Glitsky rarely smiled, but Hardy decided that the expression he wore now would qualify as a decided smirk. “I will not beg,” he said soberly.
“It’s about Baxter Thorne.”
“All right,” Hardy conceded, “I might beg a little.”
Within a week of the election, during which time Glitsky’s search task force had been unable to unearth even a shred of evidence relating the Pulgas Water Temple attack to Thorne or to his company, the FMC offices in the Embarcadero had closed for good. Although police investigators had asked Thorne to stay in touch, two days after FMC shut its doors, he was gone without a trace or forwarding address.
Hardy didn’t know what he had planned to do with Thorne if he ever did catch up with him. Getting his wife and family resettled at the grandparents’ had kept him from seeking Thorne out until it was too late. By the time Hardy tried to contact Thorne again, the man had fled.

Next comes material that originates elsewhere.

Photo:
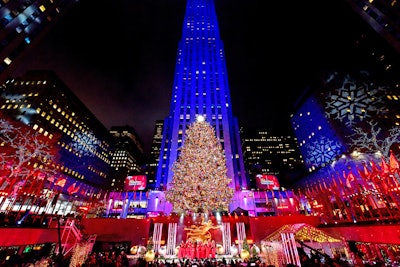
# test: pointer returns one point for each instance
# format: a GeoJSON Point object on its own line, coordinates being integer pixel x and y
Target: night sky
{"type": "Point", "coordinates": [118, 56]}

“There was an attempted burglary,” Glitsky said, “two weeks ago tomorrow at the Georgetown home of a senator from the great agricultural state of New Jersey, who had recently announced his decision to lead the fight against the exemption on federal fuel taxes on ethanol. No one was supposed to be home, but the maid had stayed behind and was sleeping in her quarters upstairs when the break-in occurred. She kept a loaded gun in the nightstand by her bed. You might have read about it.”
“Thorne,” Hardy said.
Glitsky nodded. “Unidentified for a couple of days, and by the time he was, it wasn’t news anymore. It wasn’t as if the senator’s wife shot him or something to give it a profile, so it was just another bad luck break-in. But since I’d put him on the wire as wanted for questioning, I got a call from Georgetown PD. Your man Mr. Thorne is no longer, as they say, among the quick.”

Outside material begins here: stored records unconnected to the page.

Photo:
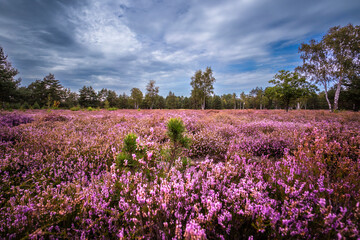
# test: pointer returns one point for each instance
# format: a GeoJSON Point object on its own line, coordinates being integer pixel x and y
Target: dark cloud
{"type": "Point", "coordinates": [123, 44]}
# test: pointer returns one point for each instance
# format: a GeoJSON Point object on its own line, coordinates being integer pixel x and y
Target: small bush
{"type": "Point", "coordinates": [175, 131]}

Hardy eased himself off the railing. “Well, there it is,” he said. Then, after a pause, “How come I’m not happier about this?”
“It’s a sad thing, that’s why, somebody dying.” Freeman was lighting up his cigar. “It’s always sad when somebody dies.”
The sun had gone down. Ron and Marie and the two kids waved and shouted their good-byes from the front gate on their way out and their laughter echoed back, bouncing off the apartment buildings, as they trekked to their car.
Hardy stood with his arm around Frannie on the porch. She leaned into him, said that if she were him, she’d feel pretty good about the Beaumonts.
“They seem happy,” he admitted.
“That’s not what I’m saying.”
“No, I know.”
In fact, he knew more than Frannie did. In the immediate aftermath of his investigation, to satisfy his own curiosity, he’d followed up on Ron Beaumont’s story about his first marriage. The original custody hearing and eventual judgment had been big enough news in Racine, but the kidnapping itself had captivated most of the Midwest for a couple of weeks. It had been relatively easy to follow the story until it became by definition old news and disappeared from print.
Not so simple had been following the trajectory of Dawn’s life. In all the newspaper reports on both the custody hearing and the kidnapping, Max and Cassandra’s mother had been Dawn Brunetta. No one by that name lived anywhere near Racine any longer. Finally Hardy had called Ron and asked him if his ex-wife had used a professional name. Sure, he’d said—Amber Dawn.